Nunca en mi vida me he preguntado acerca de por qué leer. Leí como se come, se respira, se camina, se ama, se teme. Leí como si leer fuese algo natural. Jamás pensé que serviría para algo y aún lo dudo. No en pocas oportunidades he lamentado no haber dedicado más tiempo a hacer otras cosas durante todos estos años y lo primero que se me ocurrió es echar la culpa de esta negligencia a los libros. Existe una vieja querella entre literatura y vida. En ciertas ocasiones los libros pueden hacer languidecer, aislar, desconectar, aburrir, enceguecer incluso, pero también pueden animar, acompañar, iluminar, abrir, proporcionar placer.
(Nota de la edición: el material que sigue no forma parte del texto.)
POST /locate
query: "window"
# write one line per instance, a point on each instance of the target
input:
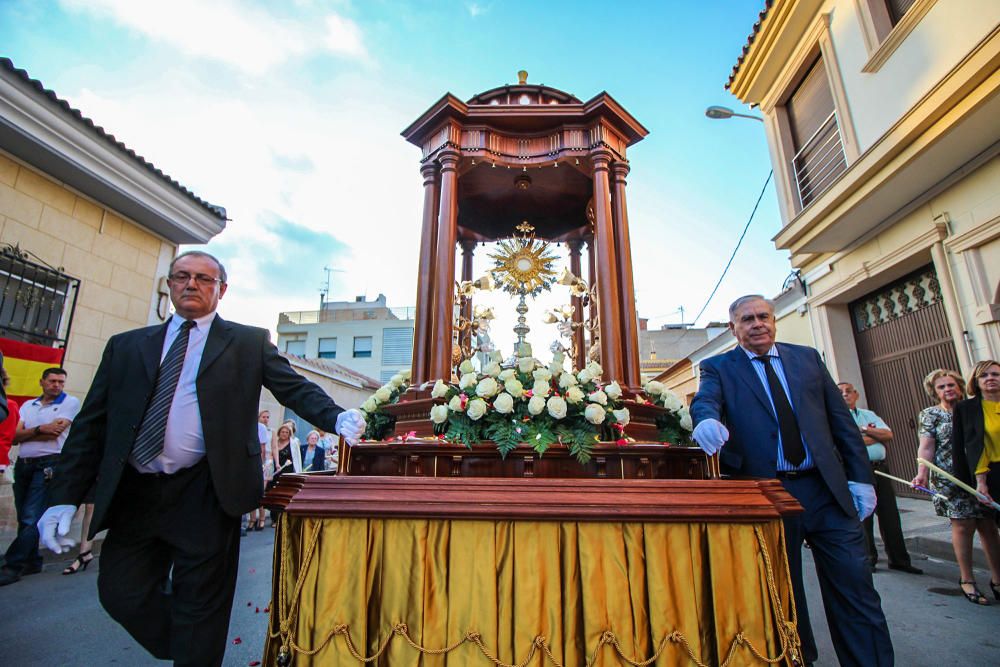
(397, 346)
(327, 348)
(819, 152)
(362, 347)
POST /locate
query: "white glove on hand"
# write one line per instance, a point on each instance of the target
(53, 528)
(351, 424)
(710, 435)
(864, 498)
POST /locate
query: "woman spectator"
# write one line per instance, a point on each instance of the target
(313, 454)
(967, 515)
(8, 426)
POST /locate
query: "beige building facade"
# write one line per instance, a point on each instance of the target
(881, 119)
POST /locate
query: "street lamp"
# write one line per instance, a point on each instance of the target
(721, 113)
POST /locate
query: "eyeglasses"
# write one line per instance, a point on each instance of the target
(183, 278)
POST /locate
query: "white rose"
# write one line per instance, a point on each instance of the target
(598, 397)
(654, 388)
(487, 387)
(468, 381)
(557, 407)
(686, 422)
(670, 401)
(439, 390)
(614, 391)
(439, 414)
(476, 408)
(536, 405)
(541, 388)
(541, 374)
(504, 403)
(514, 387)
(594, 413)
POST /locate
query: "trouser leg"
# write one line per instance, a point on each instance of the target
(853, 609)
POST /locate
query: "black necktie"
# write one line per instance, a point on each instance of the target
(791, 438)
(149, 443)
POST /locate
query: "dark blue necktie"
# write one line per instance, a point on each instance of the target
(149, 443)
(788, 425)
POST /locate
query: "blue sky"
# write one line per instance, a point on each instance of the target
(288, 114)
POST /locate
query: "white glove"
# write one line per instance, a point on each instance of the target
(710, 435)
(53, 528)
(351, 424)
(864, 498)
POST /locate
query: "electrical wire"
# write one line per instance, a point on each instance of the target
(740, 241)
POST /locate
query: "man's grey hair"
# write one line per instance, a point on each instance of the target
(735, 305)
(200, 253)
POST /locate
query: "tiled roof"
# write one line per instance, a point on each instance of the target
(88, 124)
(750, 40)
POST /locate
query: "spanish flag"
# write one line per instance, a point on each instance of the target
(24, 363)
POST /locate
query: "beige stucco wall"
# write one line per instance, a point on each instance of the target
(116, 261)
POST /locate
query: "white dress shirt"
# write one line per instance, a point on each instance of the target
(184, 440)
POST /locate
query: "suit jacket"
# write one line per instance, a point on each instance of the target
(731, 392)
(968, 433)
(319, 458)
(237, 361)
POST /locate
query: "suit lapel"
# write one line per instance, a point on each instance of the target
(152, 349)
(219, 336)
(744, 370)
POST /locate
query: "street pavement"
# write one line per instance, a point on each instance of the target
(48, 619)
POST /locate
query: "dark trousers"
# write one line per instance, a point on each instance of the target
(31, 499)
(853, 608)
(888, 523)
(171, 527)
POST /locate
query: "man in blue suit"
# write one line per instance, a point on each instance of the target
(772, 410)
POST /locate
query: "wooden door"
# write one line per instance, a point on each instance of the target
(902, 334)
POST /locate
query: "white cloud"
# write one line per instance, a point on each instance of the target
(242, 36)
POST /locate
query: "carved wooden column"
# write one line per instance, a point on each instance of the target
(468, 247)
(444, 267)
(605, 259)
(579, 361)
(423, 323)
(626, 289)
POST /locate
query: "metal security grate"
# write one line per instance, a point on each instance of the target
(36, 301)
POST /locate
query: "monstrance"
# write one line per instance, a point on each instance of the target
(523, 268)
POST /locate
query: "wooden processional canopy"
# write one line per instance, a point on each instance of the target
(526, 153)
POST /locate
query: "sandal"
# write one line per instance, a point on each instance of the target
(976, 597)
(79, 563)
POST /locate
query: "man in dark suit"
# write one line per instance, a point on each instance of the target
(169, 432)
(772, 410)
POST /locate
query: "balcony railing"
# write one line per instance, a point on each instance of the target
(345, 315)
(820, 161)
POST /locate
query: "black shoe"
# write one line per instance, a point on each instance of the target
(8, 576)
(909, 569)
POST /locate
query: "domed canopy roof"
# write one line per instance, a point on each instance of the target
(523, 93)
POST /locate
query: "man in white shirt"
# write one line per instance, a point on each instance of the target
(41, 432)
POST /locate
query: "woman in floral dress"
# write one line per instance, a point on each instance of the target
(967, 514)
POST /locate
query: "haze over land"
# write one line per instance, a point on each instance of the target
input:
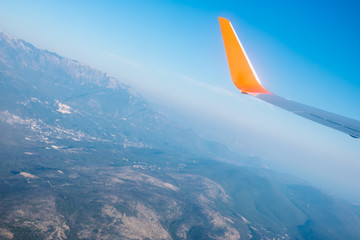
(172, 53)
(83, 156)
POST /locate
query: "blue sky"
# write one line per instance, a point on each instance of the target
(172, 52)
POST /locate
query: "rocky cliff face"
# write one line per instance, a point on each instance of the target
(82, 156)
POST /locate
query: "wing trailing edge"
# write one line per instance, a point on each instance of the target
(245, 79)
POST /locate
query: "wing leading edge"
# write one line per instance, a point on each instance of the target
(245, 79)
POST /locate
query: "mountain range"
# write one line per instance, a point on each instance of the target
(83, 156)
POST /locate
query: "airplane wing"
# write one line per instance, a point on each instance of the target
(245, 79)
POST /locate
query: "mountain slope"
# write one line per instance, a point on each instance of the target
(82, 156)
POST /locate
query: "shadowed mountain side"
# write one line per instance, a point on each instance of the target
(84, 157)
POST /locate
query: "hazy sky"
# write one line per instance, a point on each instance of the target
(172, 52)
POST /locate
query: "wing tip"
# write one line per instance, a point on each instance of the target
(241, 70)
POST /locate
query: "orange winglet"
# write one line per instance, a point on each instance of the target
(241, 70)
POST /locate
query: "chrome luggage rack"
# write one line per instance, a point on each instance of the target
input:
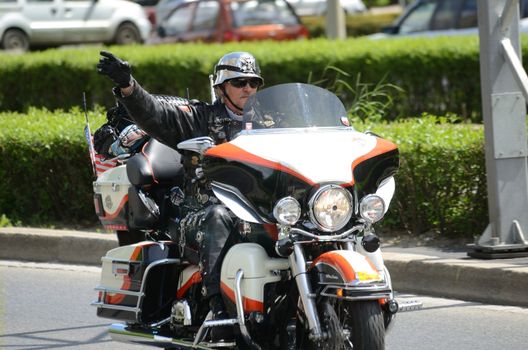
(136, 309)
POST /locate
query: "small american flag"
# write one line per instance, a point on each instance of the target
(102, 164)
(91, 148)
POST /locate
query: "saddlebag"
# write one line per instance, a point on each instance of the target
(111, 198)
(138, 282)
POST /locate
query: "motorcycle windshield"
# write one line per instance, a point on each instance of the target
(294, 105)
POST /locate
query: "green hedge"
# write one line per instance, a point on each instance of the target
(45, 168)
(437, 75)
(356, 25)
(441, 184)
(46, 174)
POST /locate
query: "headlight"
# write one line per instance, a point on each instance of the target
(372, 208)
(331, 207)
(287, 211)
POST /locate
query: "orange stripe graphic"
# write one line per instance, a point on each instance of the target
(232, 152)
(250, 305)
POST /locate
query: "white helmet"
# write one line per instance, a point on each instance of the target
(236, 65)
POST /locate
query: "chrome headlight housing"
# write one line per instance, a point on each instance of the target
(287, 211)
(372, 208)
(331, 208)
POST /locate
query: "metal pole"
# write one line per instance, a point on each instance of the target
(335, 20)
(504, 91)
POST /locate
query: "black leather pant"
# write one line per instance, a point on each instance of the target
(214, 233)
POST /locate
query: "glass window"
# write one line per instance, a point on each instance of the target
(258, 12)
(180, 20)
(206, 16)
(419, 19)
(468, 14)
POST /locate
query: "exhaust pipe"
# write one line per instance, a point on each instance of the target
(129, 334)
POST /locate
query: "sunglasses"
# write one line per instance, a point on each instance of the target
(240, 83)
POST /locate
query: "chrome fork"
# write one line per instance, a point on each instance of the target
(298, 267)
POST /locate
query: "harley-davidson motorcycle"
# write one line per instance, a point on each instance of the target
(132, 189)
(307, 189)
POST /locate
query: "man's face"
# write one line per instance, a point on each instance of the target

Los libros pueden suplir aspectos de nuestra vida. Somos con ellos lo que no somos o podemos ser en la realidad. A veces amamos, viajamos, sentimos o incluso matamos a través de ellos. En otras ocasiones el entorno es desagradable, aburrido o doloroso. Los libros sirven entonces para evadirnos, para escapar de la estrechez de nuestra circunstancia (finalmente siempre lo es).
Los libros —los buenos— enseñan también a conocernos y nos intiman a ser lo que atisbamos ser. La sociedad procura no formar individuos, sino hombres y mujeres “masa”. El “llega a ser el que eres” o el “ama tu ser escondido” pueden ser una derrota sin batalla.